Все смотрели на кардинала Мартина, а он стоял на дрожащих ногах и разглядывал четверых мужчин, с которыми провел столько дней. Все было так невыносимо неправильно, что он не сказал ни слова, повернулся и ушел в ночь под звонкое улюлюканье Гроссбартов. Вместо того чтобы подойти к второму костру, священник побрел в открытую пустыню, где холодный ветер очистил его разум от Гроссбартовой пыли, покрывавшей его так долго, а здоровая рука сорвала с тела купленное убийством кардинальское облачение. Взобравшись на дюну, Мартин пошел по гряде и шагал, пока розоватая полная луна не скрылась вновь за облаками. Совершенно голый, пьяный и обезумевший от ясного осознания того, что он сотворил за последний год своей жизни, он оглянулся на два костра и заплакал.
Прикрыв глаза, вспомнил прошлое – настоящие события, а не историю, которую выдумал. Мысли его отвратились от вранья, в которое Мартин сам почти поверил, и перед глазами встала Элиза, такая, какой она прощалась с ним, прежде чем скрыться за воротами монастыря, где проживет остаток дней без него. Птичий Доктор явился за ними в саду, но, когда Мартин упал на колени в великом ужасе, она схватила его посох и ударами загнала демониака в огонь. А когда нечистый дух оставил свой сосуд и бросился на них, ее пламенный посох оградил их обоих от одержания. Затем демон вошел в злосчастного всадника и сбежал, а они вдвоем побрели на юг. Даже после того, как Элиза скрылась за воротами женского монастыря, Мартин не мог поверить в ее решение, и еще год миновал, прежде чем он вновь облачился в рясу, взял посох и отправился в путь, чтобы отомстить.
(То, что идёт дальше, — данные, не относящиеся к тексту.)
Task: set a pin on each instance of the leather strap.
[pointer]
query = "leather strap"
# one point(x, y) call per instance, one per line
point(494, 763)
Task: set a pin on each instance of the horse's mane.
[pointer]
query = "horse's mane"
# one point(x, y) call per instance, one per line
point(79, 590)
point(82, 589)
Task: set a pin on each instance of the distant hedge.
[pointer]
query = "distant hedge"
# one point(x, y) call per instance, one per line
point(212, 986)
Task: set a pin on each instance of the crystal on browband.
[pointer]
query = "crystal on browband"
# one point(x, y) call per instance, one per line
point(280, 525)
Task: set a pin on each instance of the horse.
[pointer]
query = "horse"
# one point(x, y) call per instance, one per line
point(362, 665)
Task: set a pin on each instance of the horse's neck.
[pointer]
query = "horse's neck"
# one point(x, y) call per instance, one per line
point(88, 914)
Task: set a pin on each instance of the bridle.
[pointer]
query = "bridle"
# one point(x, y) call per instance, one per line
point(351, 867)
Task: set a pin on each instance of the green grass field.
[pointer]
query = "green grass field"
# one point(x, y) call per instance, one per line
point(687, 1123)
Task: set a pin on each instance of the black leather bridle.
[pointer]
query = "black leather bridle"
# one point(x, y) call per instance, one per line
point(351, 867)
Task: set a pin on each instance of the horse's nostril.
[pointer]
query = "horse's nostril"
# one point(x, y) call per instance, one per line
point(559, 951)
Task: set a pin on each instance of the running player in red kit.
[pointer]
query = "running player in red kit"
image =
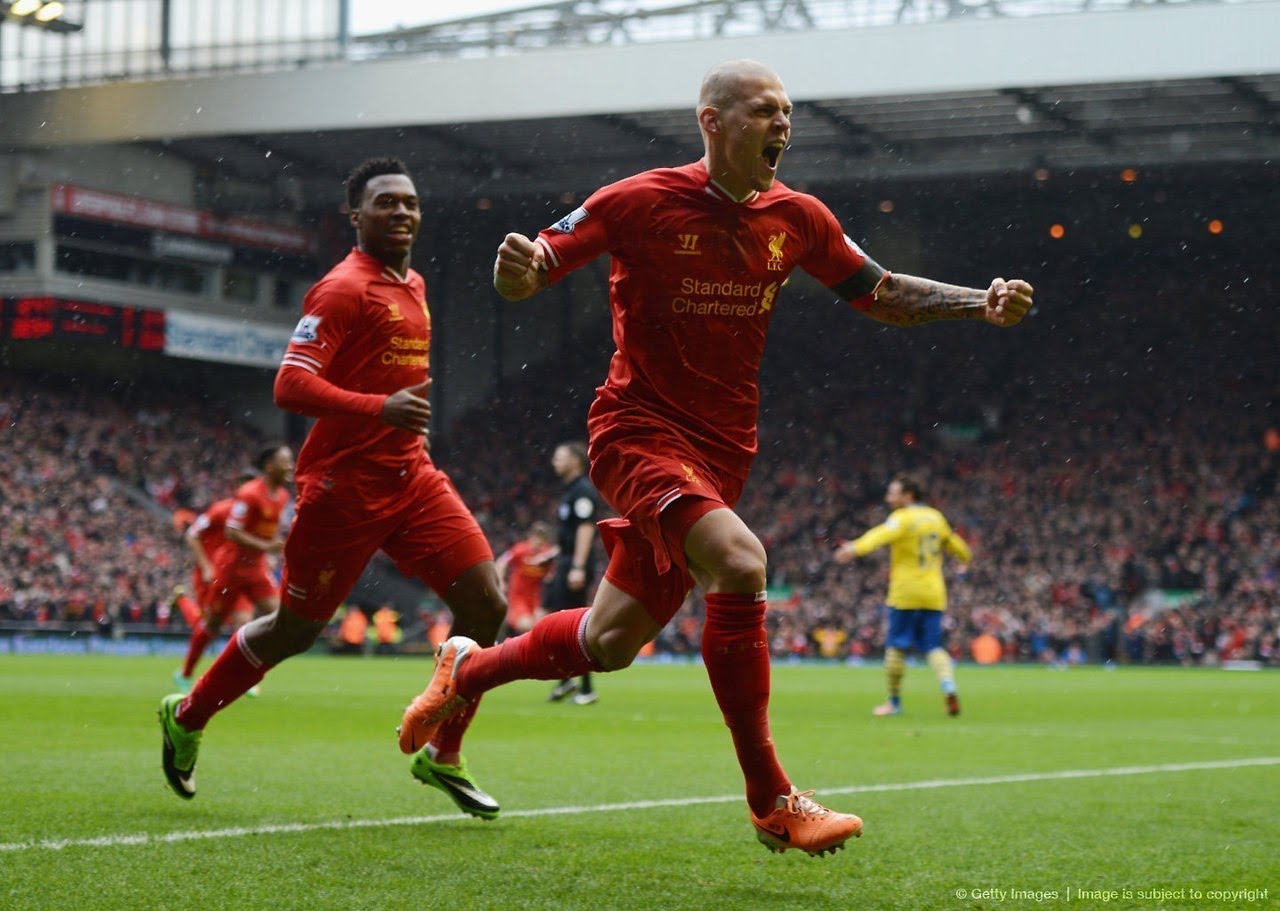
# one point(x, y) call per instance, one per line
point(524, 567)
point(359, 364)
point(699, 255)
point(206, 539)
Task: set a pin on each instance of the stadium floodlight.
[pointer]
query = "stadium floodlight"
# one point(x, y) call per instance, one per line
point(40, 13)
point(50, 12)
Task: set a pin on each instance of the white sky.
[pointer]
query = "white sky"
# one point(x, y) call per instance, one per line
point(373, 15)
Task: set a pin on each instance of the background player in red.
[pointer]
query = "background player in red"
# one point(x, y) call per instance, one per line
point(699, 255)
point(240, 580)
point(204, 539)
point(524, 567)
point(359, 362)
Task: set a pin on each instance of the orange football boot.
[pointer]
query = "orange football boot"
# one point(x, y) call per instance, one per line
point(799, 822)
point(440, 699)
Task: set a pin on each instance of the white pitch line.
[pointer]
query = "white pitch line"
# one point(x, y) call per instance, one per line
point(291, 828)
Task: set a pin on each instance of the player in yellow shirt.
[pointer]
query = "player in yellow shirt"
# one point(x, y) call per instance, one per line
point(917, 535)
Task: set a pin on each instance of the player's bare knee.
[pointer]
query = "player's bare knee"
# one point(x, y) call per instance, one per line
point(613, 649)
point(740, 571)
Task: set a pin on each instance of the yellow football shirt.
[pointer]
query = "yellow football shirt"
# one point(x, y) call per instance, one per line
point(917, 536)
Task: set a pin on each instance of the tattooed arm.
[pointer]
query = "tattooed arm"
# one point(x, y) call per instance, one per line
point(906, 301)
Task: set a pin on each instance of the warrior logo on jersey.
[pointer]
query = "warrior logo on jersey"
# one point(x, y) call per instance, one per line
point(566, 224)
point(306, 330)
point(767, 300)
point(856, 248)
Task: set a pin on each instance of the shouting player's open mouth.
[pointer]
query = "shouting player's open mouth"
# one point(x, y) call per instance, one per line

Сломленный монах не услышал шорох песка, когда по дюне у него за спиной взбиралось громадное создание, но различил мягкий, теплый перезвон голоса Элизы, от которого слезы побежали по его обветренным щекам. Мартин не почувствовал теплого дыхания, исходившего из дюжины пастей возникшего у него за спиной Магнуса, но сжал руку у нее на плече, когда она сказала, что им до́лжно расстаться и искать утешения в Боге, а не друг в друге. Огромная крысиная голова, которая заменяла Магнусу кисть левой руки, охватила увечную руку и часть груди Мартина, прежде чем пасть сомкнулась. Тело его вдруг повело себя странно, и грудь обожгло, но в монастыре своего разума Мартин наконец простил ее за то, что она его бросила. Но даже умирая, не мог простить самого себя. «Может, Бог простит», – подумал он, а потом все мысли кончились.
– Мартин, – проговорило голосом Генриха создание, поселившееся внутри крестьянина, который сидел на плечах Бреннена. – Монах, один из немногих, что ускользнули от меня в минувшие годы. Как можно сомневаться в существовании Судьбы, когда нам явлено такое подтверждение – счастливая встреча столько лет спустя?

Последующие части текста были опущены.